Já me perguntei quem sou eu inúmeras vezes – já nem sei quantas – e em todas elas dei respostas diferentes. Isso no começo me incomodava, pois responder a mesma pergunta de forma diferente fazia eu me sentir volúvel, inconstante, mutável e inexato.
Eu nunca tive sonhos pequenos; eu nunca tive uma visão rasa; eu nunca quis estar na média, eu preferia estar abaixo dela, a fazer parte dela. Não que eu queira ser diferente ou coisas do tipo, mas ser totalmente certinho, bonzinho não me dá prazer. Eu não sou nenhum vilão, longe disso, eu sou um ser humano bem humano mesmo, minha sinceridade ferina é quase que habitual e sei que ela assume extremos, nunca fica na média: ou ela é minha melhor qualidade ou meu pior defeito. Mas ainda prefiro uma verdade amarga, do que uma mentira doce. Não tenho sonhos comuns, tipo daqueles que todo mundo tem – sonhos de classe média mesmo – ter um apartamento confortável, um carro sedan do ano, viajar nas férias etc. Meus sonhos não cabem nesse contexto, e, aliás, em nenhum outro ligado a classes sociais. Eu ouso dizê-los: eu sonho morar em cada canto que me traga paz, eu sonho morar em todo lugar do mundo; eu sonho em amar todas as pessoas que quiserem e couberem no meu coração; eu sonho em dividir tudo que sei e aprender tudo que puder; eu sonho em me tornar melhor e humano cada vez mais; eu sonho em nunca poder responder a pergunta de quem eu sou.
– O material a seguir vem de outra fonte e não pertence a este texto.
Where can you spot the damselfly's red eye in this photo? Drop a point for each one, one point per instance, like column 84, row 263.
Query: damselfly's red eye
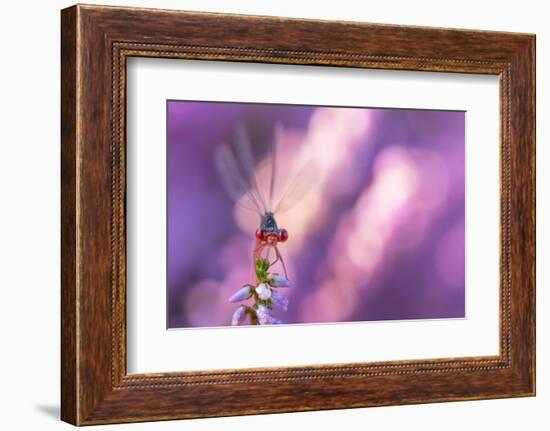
column 260, row 234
Se um dia eu tiver a resposta para essa pergunto minha vida perderá todo o sentindo, pois não há nada absoluto e exato e, nunca ninguém saberá todas as respostas, mas saberá apenas o suficiente para ter certeza que a vida é única e que nem tudo pode e deve ser explicado e respondido. Pois as melhores coisas da vida não têm títulos, não tem explicação, não tem respostas. As melhores coisas da vida são sentidas e vividas naturalmente, são simples e não custam nada, aliviam a dor, tiram o peso e o cansaço, saram feridas, despertam sensações, aliviam tensões, salvam da morte.
Eu? Eu sou inexato, inconstante, mutável e ainda bem que sou assim. Pensando bem quem sou eu mesmo? Sou uma indefinição, uma “indescrição”, uma fuga de mim mesmo e quantas vezes me flagro sendo aquilo que eu nunca quis ser, me pego atuando em um papel meramente coadjuvante, me decepciono comigo mesmo e sigo sem saber ao certo o que e quem eu sou.
E assim vou seguindo com minhas incompreensões de mim mesmo e, com minhas metades, pois não sou um ser completo e nem poderia ser, não me limito, não me reprimo, sou metade anjo, metade demônio; metade santo, metade profano; metade rei, metade plebeu; metade menino, metade homem; metade masculino, metade feminino; metade seu, sou apenas eu.